Il commento

I giganti buoni non uccidono le donne

Il commento di Prisca Dindo
© CdT/Archivio
Prisca Dindo
25.11.2020 06:00

Vacanze sulla Luna, città intelligenti, app che salvano la vita. Il futuro è presente e i giornalisti riportano la fantastica rivoluzione tecnologica con straordinaria apertura mentale. Purtroppo però, quando gli uomini massacrano le donne, le menti si richiudono e le penne affogano nel passato remoto.

Di fronte al sangue femminile che macchia con troppa frequenza la cronaca, qualcosa di ancestrale scatta nei giornalisti; all’improvviso l’efferato crimine si trasforma in un incidente di percorso del carnefice, mentre il dolore delle vittime - donne che soccombono sotto i colpi dei mariti, del fidanzato o di qualche amico – è relegato in secondo piano. La narrazione è degna della peggior telenovela patriarcale e trasuda sangue e passione. Per il carnefice si infilano i guanti di velluto, mentre per la vittima nessuna considerazione. Anzi, a volte «se l’è andata a cercare». Capita così che un uomo che uccide una ragazza nel fiore dei suoi anni perché il suo amore non è corrisposto viene descritto come «un gigante buono» («Il Giornale», 8 settembre 2019, omicidio di Elisa Pomarelli, 28 anni, ritrovata morta in un bosco piacentino).

Quello che ammazza a sangue freddo la moglie con i due gemelli nel cuore della notte, prima di togliersi la vita, viene descritto come un marito «legatissimo alla famiglia» che «non sopportava l’idea di perdere i due figli» (Tg5, RAI, «Corriere della Sera», 9 novembre 2020, uccisione di Barbara Gargano e infanticidio dei gemellini Alessandro e Aurora a Carignano). Quasi fosse legittimo eliminare la moglie che vuole separarsi.

Oppure ancora il ricco imprenditore che droga, tortura e stupra per un giorno intero una diciottenne, come il fondatore di Facile.it Alberto Maria Genovese, che viene ricordato soltanto per la sua brillante carriera: «È sempre stato un vulcano di idee, che non si è̀fermato un attimo e che, per il momento, è stato spento» («Il Sole 24ore» on line, 9 novembre).

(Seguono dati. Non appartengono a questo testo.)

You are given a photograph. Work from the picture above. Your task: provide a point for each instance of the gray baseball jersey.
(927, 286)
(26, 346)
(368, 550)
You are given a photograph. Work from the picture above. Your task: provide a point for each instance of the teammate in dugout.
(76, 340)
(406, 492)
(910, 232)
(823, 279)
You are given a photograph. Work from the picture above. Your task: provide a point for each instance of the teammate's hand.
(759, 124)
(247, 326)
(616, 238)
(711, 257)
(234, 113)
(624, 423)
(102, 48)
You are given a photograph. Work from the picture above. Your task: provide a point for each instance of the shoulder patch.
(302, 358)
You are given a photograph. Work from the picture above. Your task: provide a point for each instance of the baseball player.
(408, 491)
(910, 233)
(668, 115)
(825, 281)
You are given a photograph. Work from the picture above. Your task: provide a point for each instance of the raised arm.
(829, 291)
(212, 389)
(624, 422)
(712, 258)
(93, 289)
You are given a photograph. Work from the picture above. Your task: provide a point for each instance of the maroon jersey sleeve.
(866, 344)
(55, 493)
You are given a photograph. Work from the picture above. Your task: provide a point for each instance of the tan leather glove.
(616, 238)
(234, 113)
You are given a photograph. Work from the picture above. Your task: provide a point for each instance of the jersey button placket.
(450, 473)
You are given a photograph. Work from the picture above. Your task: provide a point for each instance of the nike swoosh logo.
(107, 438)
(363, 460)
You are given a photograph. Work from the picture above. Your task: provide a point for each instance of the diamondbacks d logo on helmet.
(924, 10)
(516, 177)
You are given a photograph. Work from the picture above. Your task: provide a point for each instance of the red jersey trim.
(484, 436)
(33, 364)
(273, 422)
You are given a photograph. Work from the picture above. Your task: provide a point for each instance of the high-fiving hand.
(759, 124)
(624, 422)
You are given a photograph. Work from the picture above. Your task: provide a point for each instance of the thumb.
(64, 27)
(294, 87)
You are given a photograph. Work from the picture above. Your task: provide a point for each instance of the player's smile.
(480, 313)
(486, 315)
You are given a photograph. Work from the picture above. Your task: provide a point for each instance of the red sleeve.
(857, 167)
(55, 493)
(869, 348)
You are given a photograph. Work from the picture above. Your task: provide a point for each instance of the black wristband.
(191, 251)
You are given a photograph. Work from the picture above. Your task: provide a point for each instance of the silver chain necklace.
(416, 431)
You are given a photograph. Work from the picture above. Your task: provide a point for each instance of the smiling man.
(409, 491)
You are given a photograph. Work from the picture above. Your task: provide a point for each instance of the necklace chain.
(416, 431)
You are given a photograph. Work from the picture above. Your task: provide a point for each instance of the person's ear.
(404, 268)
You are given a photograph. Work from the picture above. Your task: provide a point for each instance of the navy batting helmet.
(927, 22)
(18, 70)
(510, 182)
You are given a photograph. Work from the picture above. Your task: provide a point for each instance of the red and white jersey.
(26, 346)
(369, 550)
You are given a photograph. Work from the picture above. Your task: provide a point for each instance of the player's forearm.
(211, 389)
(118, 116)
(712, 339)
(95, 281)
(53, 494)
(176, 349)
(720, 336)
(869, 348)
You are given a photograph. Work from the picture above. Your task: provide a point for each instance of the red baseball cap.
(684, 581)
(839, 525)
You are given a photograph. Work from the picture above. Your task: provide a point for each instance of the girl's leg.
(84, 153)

Poco importa se i dettagli della violenza fanno accapponare la pelle: per il giornalista della prestigiosa testata conta solo la brillante ascesa dell’enfant prodige dell’economia italiana. Le scuse e il ritocco dell’articolo sono giunti ore dopo l’indignazione dei social network.

Però tutto cambia se il violentatore è africano: allora la confusione dei ruoli sparisce e l’orrore riappare nella penna del giornalista. «È stato un immigrato della Sierra Leone a stuprare nella notte di Ferragosto una ragazza ventenne nel quartiere Trastevere a Roma. La vittima di questo orrore è una ragazza di 21 anni recatasi con amici a casa di quello che poi si è trasformato nel suo aguzzino» («Secolo d’Italia» online, 14 agosto 2020, violenza carnale a Roma).

I giornalisti non possono più minimizzare la violenza sulle donne.

In Italia durante il primo confinamento per il coronavirus, ogni due giorni una donna è stata uccisa in famiglia (dossier Viminale, Violenza di genere e omicidi volontari con vittime donne, gennaio – giugno 2020). Nel nostro Paese in media due al mese (interpellanza di_Marina Carobbio, consigliera agli Stati: Eradicare il femminicidio in Svizzerea). Ogni anno in Svizzera si registrano più di ventimila casi di violenza di genere.

Se vogliamo fermare la strage, il racconto della violenza contro le donne deve rispettare le vittime. I giornalisti devono smetterla di romanzare la vita, di confondere l’amore con il possesso, altrimenti alimentano il culto della violenza. Stupri e femminicidi sono crimini, e chi li commette è un criminale non un cuore infranto. Anche quando il criminale è «uno dei nostri».